29.06.2021, 17:08 Uhr | Lesezeit: 3 min
Werbung: Wie lange ist jahrelange Erfahrung?

Was genau bedeutet "jahrelange Erfahrung"? Mit einem solchen Werbeslogan musste sich das OLG Frankfurt (Urteil vom 25.03.2021, 6 U 212/19) auseinandersetzen. Das beklagte Unternehmen hatte mit jahrelanger Erfahrung in einem bestimmten Bereich geworben – und war dabei lediglich 3 Jahre tätig. Den Richtern reichte das im Ergebnis aus, um eine Irreführung abzulehnen....

Spitzfindig: Langjährig = jahrelang?

Dieser Fall setzt eine gewisse sprachliche Detailliebe voraus: Die Beklagte hatte unter anderen damit geworben:

„….Unsere jahrelange Erfahrung im Bereich der Whirlpools hat gezeigt, ...“

„…. das Ergebnis unserer jahrelangen Erfahrung im Wellness-Bereich ...“

Die Klägerin hielt die Werbung mit „jahrelanger Erfahrung“ für irreführend und klagte auf Unterlassung.
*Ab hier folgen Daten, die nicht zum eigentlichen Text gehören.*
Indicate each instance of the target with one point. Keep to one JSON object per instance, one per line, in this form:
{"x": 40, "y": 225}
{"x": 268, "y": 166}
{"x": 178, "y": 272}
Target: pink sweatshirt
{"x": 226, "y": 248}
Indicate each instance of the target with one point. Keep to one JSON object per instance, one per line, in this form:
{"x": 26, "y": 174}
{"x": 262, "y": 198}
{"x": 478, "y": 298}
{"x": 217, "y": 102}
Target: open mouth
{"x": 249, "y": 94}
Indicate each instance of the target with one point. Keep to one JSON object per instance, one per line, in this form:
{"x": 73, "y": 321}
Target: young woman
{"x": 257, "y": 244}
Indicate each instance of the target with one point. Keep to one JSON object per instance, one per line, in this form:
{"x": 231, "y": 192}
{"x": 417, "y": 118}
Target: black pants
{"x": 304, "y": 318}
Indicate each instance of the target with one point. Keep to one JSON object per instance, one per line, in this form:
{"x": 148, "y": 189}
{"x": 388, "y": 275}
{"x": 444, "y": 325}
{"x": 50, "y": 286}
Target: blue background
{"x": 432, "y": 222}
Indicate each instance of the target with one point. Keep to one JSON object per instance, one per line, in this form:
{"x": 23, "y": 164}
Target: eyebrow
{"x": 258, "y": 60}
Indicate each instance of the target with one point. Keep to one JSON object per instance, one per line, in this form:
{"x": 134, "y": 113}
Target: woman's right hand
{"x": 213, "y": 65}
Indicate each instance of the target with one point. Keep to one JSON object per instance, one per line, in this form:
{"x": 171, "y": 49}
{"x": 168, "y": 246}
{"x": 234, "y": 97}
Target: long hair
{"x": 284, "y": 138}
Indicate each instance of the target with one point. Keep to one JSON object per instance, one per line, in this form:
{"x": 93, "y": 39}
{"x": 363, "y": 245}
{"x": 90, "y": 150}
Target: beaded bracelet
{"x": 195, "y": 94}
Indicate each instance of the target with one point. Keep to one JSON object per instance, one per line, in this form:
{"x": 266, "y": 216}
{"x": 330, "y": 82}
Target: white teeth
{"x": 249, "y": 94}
Grund: Die Beklagte sei erst im Juli 2018 ins Handelsregister eingetragen worden und mithin erst rund 3 Jahre tätig– es könne also keine Rede von einer jahrelangen Erfahrung sein. Die Klägerin sah die Bezeichnung „jahrelang“ als Synonym für „langjährig“ an. Während das Ausgangsgericht dem noch zustimmte, sah das Berufungsgericht dies nun anders:

„Langjährig“ umschreibt eine längere Zeitspanne als „jahrelang“. Von einer „jahrelangen“ Dauer kann schon bei einer Dauer zwei Jahren gesprochen werden, „langjährig“ bezeichnet dagegen eine lange Reihe von Jahren.

Damit widersetzte sich das Gericht im Ergebnis den Aussagen des ehrwürdigen Dudens:

„Dort werden verschiedene Synonyme für langjährig angeboten, etwa auch stetig, treu, kontinuierlich. Diese Begrifflichkeiten mögen im Einzelfall synonym verwendet werden können, das bedeutet aber nicht, dass ihr Bedeutungsgehalt identisch wäre.
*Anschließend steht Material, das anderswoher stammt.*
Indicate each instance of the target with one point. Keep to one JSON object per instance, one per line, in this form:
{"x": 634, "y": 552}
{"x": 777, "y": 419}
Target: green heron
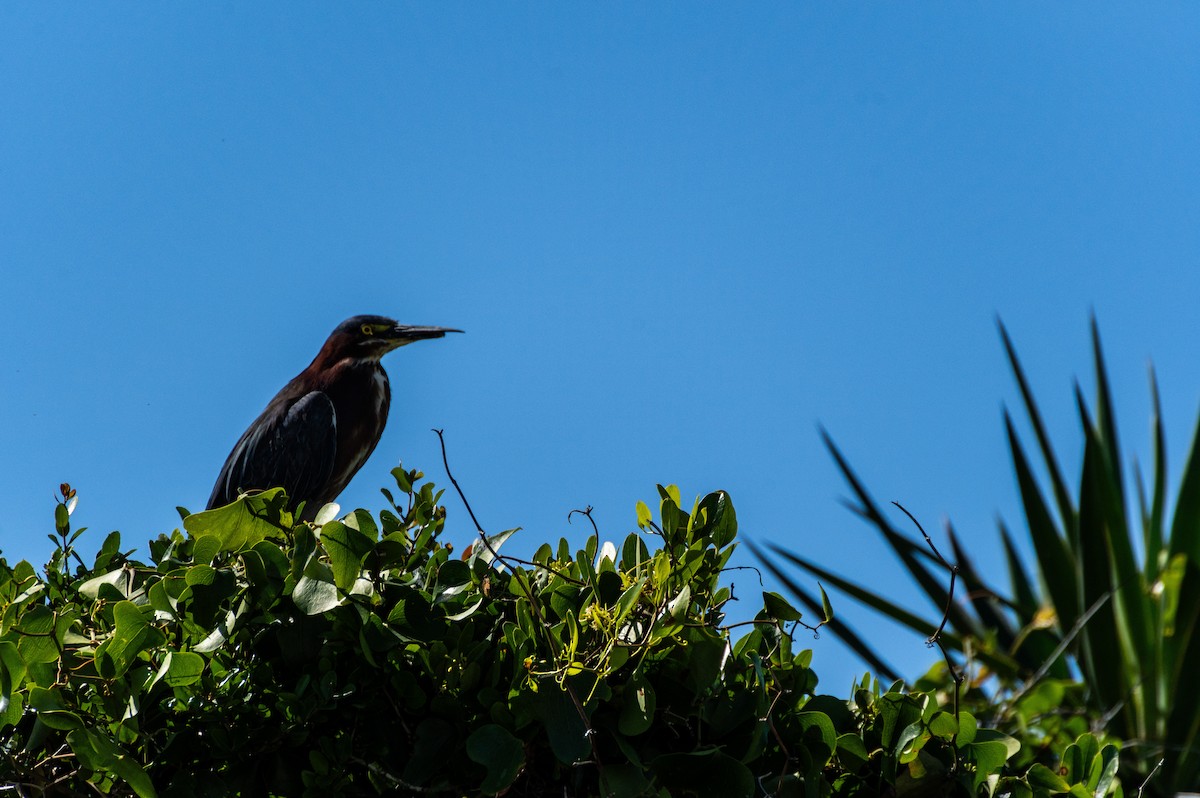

Und die Frankfurter Richter weiter: Sofern ein Unternehmen mit jahrelanger Erfahrung wirbt und also mit diesem Hinweis auf Alter und Tradition Kontinuität suggeriert, müsse ein gewisse wirtschaftliche Fortdauer bestehen, so das Gericht. Die Richter hatten dabei ganz konkrete Vorstellungen:

Das gegenwärtige Unternehmen muss trotz aller im Laufe der Zeit eingetretenen Änderungen noch mit dem früheren Unternehmen als wesensgleich angesehen werden können. Ist die wirtschaftliche Kontinuität gegeben, so ist es unerheblich, ob Inhaberwechsel, Rechtsnachfolger, Änderung des Firmennamens oder Rechtsform erfolgt sind. Allerdings können sich im Falle der Rechtsnachfolge Einschränkungen ergeben, etwa wenn der Erwerber das Unternehmen auflöst.

Im konkreten Fall bejahten die Richter eben eine solche Fortdauer, auch wenn die beklagte GmbH und Co. KG im Juli 2018 erloschen ist und die Kommanditanteile auf die Beklagte übertragen worden sind. Denn die „handelnden Personen“ sind nach den Angaben der Beklagten gleichgeblieben. Jedenfalls konnte die Klägerin diesen Eindruck durch entsprechenden Sachvortrag nicht erschüttern.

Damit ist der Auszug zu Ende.